#8626 closed Uncategorized (wontfix)
Translations from "en_US" locale being used even though request.LANGUAGE_CODE is "en"
Reported by: | francisoreilly | Owned by: | nobody |
---|---|---|---|
Component: | Internationalization | Version: | dev |
Severity: | Normal | Keywords: | locale language en-us en-US |
Cc: | Triage Stage: | Accepted | |
Has patch: | yes | Needs documentation: | no |
Needs tests: | no | Patch needs improvement: | yes |
Easy pickings: | no | UI/UX: | no |
Description
I've got a situation where even though the template has request.LANGUAGE_CODE=="en", the "en_US" translations are being rendered instead of the "en" translations. Furthermore, if request.LANGUAGE_CODE=="en-gb", the "en_GB" translation is being pulled back, correctly. In summary:
- if LANGUAGE_CODE=="en" -> pulls back "en_US" translations (incorrect)
- if LANGUAGE_CODE=="en-gb" -> pulls back "en_GB" translations (expected result)
- if LANGUAGE_CODE=="en-us" -> pulls back "en_US" translations (expected result)
To demonstrate the problem I put together and attached a tar.gz of a simple project directory:
- A homepage that has a dropdown control for selecting/setting the user's chosen language, choices are "en", "en-gb" and "en-us". The form sets the request.LANGUAGE_CODE via the set-language view (django.conf.urls.i18n). urls.py is setup to activate the set-language view when user clicks Submit. The homepage itself lives at /index.html/
- Three locale translations corresponding, i.e. "en", "en_GB" and "en_US" in the locale subdir. I've localized the text "Homepage" with different text strings for each of the three locales. django.po
- A settings.py which specifies the three LANGUAGES, a LANGUAGE_CODE of "en". It also pulls in the LocaleMiddleware as is necessary for locale translations.
I think the other settings/files included are not relevant to the problem (e.g. the sqlite_db database file, etc), they're only included to form a runnable project.
I've been able to show this behaviour in 1.0-beta_2-SVN-8643 - simply go to the homepage at /index.html/ and choose the different language values and submit.
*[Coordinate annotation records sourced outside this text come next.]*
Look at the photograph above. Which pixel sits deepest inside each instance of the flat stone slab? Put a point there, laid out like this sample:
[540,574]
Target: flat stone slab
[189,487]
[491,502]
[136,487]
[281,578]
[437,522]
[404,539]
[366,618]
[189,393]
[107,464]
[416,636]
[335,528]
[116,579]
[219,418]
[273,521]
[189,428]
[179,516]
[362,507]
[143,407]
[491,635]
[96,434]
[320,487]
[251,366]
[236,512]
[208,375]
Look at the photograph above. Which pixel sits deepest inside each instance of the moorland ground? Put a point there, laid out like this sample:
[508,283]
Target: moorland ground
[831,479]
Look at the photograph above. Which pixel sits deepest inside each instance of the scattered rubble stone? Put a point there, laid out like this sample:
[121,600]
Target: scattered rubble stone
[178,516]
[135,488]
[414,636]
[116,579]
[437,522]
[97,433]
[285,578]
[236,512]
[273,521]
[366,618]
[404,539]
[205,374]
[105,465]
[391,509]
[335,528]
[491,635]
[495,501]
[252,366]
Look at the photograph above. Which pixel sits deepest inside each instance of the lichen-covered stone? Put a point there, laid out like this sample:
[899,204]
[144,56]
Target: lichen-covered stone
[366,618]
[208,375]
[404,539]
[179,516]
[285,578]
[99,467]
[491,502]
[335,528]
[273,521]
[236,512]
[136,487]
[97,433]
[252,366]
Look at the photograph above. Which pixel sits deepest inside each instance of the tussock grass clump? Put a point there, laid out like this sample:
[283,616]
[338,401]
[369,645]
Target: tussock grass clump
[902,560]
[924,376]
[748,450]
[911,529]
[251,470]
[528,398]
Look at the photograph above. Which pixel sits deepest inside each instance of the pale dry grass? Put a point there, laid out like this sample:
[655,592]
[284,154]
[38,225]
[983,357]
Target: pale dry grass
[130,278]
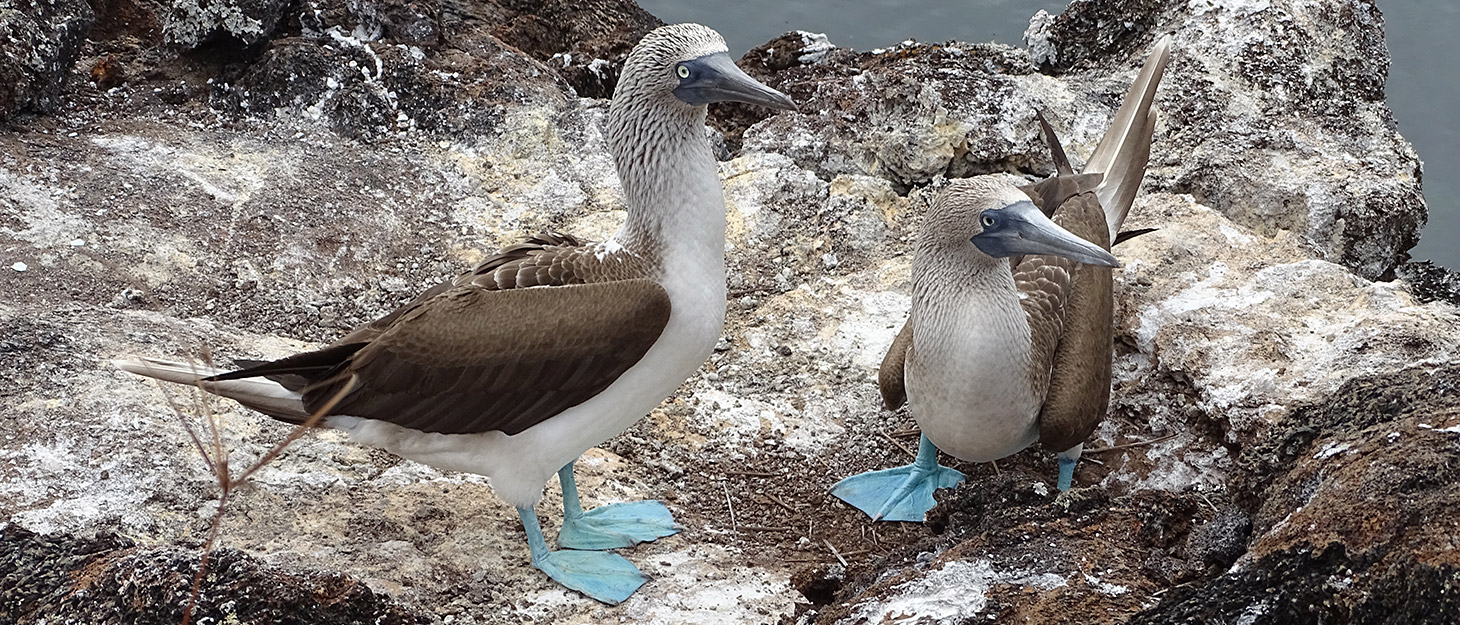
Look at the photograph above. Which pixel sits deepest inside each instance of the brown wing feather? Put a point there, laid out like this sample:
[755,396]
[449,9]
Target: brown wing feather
[476,359]
[1075,343]
[502,346]
[889,377]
The page refreshes to show the current value of request.LANGUAGE_CODE and also which translation has been pulled back.
Attachments (4)
Change History (16)
by , 16 years ago
Attachment: | locale_test.tar.gz added |
---|
comment:1 by , 16 years ago
milestone: | → 1.0 |
---|
comment:2 by , 16 years ago
Keywords: | locale language en-us en-US added |
---|
comment:3 by , 16 years ago
I can confirm this is happening (using the project provided). Poking around a lot, the problem seems to be happening as result of something inside django.utils.translation.trans_real.translation()
. The Django development server makes a call to activate("en_US")
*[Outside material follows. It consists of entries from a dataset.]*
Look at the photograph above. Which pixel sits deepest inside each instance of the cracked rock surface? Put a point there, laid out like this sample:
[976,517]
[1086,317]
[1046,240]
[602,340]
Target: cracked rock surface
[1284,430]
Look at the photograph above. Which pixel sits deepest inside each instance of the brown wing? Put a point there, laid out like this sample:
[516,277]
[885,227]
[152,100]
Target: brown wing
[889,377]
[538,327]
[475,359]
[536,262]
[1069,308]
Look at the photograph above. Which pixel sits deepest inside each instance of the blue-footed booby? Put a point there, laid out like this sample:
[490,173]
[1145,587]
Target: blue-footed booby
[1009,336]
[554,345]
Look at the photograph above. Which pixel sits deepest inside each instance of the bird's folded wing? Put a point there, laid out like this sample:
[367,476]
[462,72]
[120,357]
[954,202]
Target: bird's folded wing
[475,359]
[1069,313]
as part of setting up itself initially and then the correct locale is set for each request. Somehow, as part of that initial setup, the en_US
translation is being cached for en
.
I'll pick this up again in the morning if nobody solves it in the interim.
comment:4 by , 16 years ago
Triage Stage: | Unreviewed → Accepted |
---|
comment:5 by , 16 years ago
This is very weird. From what I can see, the fault isn't on Django's part. I have the exact same setup working perfectly (after fixing #7163) for providing Serbian language in two scripts (sr and sr_LATN).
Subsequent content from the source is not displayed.